Our regular update of tax and customs-related developments in secondary legislation, now expanded to cover relevant non-Brexit SIs too.

SIs laid in the last week

Value Added Tax (Reduced Rate) (Energy-saving Materials) Order 2019

Procedure - Made affirmative. Made date - 20 May 2019. Laid date - 21 May 2019. Coming into force date - 1 October 2019. Laying body: HM Treasury.

Purpose of the instrument - This instrument amends the scope of the reduced rate of 5% VAT for energy-saving materials to ensure that UK legislation complies with EU law.  These changes have been made following a decision of the Court of Justice of the European Union as a result of an infraction by the European Commission which held that the scope of the current relief was too wide. The reduced rate of 5% will no longer apply to the installation of wind and water turbines. (More in the Explanatory Memorandum)

Select committee scrutiny

At its meeting on 22 May 2019 the Select Committee on Statutory Instruments scrutinised a number of SIs (report here). It was agreed that the special attention of the House of Commons should be drawn to the following instrument:

S.I. 2019/881: International Tax Compliance (Amendment) Regulations 2019

The Committee draws the special attention of the House to these Regulations on the ground that they fail to comply with proper legislative practice in one respect.

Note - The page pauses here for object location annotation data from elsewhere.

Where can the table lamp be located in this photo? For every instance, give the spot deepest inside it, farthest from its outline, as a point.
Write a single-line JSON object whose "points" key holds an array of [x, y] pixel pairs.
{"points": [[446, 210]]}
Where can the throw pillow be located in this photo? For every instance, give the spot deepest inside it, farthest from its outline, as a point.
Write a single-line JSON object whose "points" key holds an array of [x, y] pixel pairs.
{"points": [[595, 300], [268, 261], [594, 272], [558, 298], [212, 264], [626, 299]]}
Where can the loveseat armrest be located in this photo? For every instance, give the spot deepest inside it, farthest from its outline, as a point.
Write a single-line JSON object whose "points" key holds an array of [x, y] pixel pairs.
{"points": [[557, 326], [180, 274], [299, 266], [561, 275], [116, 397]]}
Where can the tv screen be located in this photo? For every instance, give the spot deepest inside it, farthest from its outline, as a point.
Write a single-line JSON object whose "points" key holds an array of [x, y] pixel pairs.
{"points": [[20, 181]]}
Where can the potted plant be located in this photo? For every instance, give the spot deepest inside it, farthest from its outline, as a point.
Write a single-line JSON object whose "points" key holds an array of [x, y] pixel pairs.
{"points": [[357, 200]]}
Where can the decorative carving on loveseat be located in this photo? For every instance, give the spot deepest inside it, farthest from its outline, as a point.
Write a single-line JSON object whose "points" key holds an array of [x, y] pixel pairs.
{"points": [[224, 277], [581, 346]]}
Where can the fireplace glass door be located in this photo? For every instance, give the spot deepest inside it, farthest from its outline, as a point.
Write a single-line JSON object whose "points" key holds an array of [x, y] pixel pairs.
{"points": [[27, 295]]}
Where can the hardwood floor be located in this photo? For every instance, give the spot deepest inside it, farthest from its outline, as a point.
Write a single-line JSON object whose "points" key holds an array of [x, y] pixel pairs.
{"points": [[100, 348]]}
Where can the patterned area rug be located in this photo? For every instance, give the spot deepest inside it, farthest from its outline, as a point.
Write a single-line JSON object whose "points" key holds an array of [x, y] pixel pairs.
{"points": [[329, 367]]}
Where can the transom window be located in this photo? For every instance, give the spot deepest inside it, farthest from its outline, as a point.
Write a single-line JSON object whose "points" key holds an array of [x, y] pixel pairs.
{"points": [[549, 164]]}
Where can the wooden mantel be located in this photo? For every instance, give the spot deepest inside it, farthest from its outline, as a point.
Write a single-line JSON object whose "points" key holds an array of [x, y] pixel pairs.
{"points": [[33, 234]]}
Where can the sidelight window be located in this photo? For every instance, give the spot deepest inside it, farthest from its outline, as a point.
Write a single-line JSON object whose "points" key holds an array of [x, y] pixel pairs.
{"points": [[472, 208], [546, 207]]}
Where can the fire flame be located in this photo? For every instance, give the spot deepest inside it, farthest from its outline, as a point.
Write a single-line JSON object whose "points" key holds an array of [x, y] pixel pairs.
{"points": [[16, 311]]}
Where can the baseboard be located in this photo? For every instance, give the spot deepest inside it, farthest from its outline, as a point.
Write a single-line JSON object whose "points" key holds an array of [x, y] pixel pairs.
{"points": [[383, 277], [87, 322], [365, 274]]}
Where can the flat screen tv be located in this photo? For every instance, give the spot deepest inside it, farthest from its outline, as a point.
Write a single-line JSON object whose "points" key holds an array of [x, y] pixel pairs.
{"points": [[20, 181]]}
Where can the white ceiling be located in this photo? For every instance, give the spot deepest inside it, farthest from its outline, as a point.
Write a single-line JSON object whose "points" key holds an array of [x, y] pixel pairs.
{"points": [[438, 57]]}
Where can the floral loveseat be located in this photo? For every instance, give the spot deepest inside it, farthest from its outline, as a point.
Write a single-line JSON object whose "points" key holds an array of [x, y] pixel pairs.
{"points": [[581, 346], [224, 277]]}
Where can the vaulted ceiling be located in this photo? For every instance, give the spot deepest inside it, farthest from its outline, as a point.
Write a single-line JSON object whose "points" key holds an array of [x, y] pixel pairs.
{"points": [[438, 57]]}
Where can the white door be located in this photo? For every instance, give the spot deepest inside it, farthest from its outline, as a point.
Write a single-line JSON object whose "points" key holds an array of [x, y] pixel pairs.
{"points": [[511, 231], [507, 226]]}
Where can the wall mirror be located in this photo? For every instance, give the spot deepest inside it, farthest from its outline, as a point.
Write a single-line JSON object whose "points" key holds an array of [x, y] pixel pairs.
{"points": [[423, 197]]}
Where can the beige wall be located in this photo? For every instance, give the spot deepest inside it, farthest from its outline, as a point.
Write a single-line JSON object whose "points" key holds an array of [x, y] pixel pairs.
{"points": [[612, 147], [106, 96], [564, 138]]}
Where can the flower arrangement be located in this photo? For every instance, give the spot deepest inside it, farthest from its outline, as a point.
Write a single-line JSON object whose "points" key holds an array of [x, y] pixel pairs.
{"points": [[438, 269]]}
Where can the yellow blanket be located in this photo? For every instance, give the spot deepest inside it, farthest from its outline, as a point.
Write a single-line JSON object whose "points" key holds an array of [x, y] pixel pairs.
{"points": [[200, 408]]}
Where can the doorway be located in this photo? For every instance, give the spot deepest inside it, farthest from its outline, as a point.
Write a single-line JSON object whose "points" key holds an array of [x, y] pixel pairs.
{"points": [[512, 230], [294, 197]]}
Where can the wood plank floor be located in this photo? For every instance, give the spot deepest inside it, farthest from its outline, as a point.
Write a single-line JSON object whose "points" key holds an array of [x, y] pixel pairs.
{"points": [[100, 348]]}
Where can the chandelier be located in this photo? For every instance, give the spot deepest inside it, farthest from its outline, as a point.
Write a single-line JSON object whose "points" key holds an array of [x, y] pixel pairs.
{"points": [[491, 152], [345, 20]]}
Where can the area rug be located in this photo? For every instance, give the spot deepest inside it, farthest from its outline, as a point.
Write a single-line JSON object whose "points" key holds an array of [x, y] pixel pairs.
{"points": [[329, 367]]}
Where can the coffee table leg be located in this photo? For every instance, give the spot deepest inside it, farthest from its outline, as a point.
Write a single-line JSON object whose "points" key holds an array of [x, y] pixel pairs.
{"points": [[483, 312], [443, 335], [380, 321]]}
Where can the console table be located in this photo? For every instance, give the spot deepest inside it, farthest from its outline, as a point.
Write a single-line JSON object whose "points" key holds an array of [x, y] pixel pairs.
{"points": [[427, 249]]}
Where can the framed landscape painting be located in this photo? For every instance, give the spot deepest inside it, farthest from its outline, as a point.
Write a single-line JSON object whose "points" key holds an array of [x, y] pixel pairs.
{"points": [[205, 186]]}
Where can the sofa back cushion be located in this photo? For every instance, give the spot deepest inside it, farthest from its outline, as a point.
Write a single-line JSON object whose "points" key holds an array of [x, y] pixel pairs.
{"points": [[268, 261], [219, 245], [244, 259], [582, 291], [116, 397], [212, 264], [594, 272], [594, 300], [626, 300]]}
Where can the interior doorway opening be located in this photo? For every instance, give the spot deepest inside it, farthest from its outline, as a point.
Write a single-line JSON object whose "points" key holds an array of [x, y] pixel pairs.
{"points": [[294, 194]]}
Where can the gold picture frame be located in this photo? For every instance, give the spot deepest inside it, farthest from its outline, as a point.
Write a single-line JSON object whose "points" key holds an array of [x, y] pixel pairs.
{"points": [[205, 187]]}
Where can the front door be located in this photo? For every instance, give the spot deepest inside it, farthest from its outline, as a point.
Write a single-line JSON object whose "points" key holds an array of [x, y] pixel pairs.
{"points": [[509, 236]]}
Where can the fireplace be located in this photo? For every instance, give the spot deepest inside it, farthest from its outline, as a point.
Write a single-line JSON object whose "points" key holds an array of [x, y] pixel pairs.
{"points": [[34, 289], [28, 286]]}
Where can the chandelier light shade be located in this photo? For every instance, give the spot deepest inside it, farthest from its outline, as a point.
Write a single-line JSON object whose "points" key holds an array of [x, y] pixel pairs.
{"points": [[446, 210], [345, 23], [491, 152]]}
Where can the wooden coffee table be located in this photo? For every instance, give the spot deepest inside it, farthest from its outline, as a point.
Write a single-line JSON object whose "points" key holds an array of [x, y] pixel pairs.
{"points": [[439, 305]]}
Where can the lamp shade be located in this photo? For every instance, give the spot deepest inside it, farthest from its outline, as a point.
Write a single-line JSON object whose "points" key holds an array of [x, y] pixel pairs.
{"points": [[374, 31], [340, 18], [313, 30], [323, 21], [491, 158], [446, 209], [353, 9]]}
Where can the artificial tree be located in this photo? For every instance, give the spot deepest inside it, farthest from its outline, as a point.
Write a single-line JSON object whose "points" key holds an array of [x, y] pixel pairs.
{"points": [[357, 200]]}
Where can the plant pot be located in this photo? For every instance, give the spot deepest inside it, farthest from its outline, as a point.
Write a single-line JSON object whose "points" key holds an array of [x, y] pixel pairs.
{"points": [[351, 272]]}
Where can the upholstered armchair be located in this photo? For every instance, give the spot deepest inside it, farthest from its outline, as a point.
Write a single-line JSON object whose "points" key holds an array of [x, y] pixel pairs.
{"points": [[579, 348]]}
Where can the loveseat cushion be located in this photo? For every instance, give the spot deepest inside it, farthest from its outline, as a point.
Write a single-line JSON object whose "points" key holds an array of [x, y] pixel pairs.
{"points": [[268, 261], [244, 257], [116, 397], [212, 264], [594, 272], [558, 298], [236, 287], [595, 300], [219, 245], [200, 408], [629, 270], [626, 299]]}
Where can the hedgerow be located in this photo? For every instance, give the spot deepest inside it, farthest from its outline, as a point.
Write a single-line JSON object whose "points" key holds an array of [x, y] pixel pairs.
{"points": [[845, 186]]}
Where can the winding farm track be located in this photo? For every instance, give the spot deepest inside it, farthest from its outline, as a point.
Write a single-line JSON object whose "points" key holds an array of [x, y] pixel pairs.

These Regulations extend the application of the International Tax Compliance Regulations 2015 (which give effect to arrangements between the UK and other jurisdictions to improve international tax compliance) to arrangements entered into by the UK with other jurisdictions between 9 May 2018 and 16 May 2019. The Committee asked HMRC to explain how a user can find out which international exchange arrangements have been entered into by the UK since 9 May 2018 and why details are not given in a footnote or the Explanatory Note. In a memorandum printed as an Appendix, the Department apologises and undertakes to ensure that an appropriate reference is made in a footnote or the Explanatory Note when regulation 1(3) (b)(i) of the 2015 Regulations is next amended. The Committee accordingly reports these Regulations for failure to comply with proper legislative practice, acknowledged by the Department.

Additionally the committee considered the following relevant instruments, none of which were required to be reported:

Instruments subject to annulment

S.I. 2019/892 Value Added Tax (Section 55A) (Specified Services and Excepted Supplies) Order 2019

S.I. 2019/902 Income Tax (Qualifying Child Care) Regulations 2019

At its meeting on 22 May 2019 (report here) the Joint Committee on Statutory Instruments considered the following relevant instrument and did not require it to be reported to both Houses:

Instrument not subject to Parliamentary proceedings not laid before Parliament

S.I. 2019/914 Taxation (Cross-border Trade) Act 2018 (Appointed Day No. 6 and Transitional Provisions) (Modification) (EU Exit) Regulations 2019

Under this SI paragraph 30 of Schedule 4 and paragraph 29 of Schedule 5 to the Taxation (Cross-border Trade) Act come into force at is 11:59 pm on 7th May 2019.

The notes to the SI include a full list of the provisions of the Taxation (Cross-border Trade) Act which have been brought into force by appointed day regulations to date.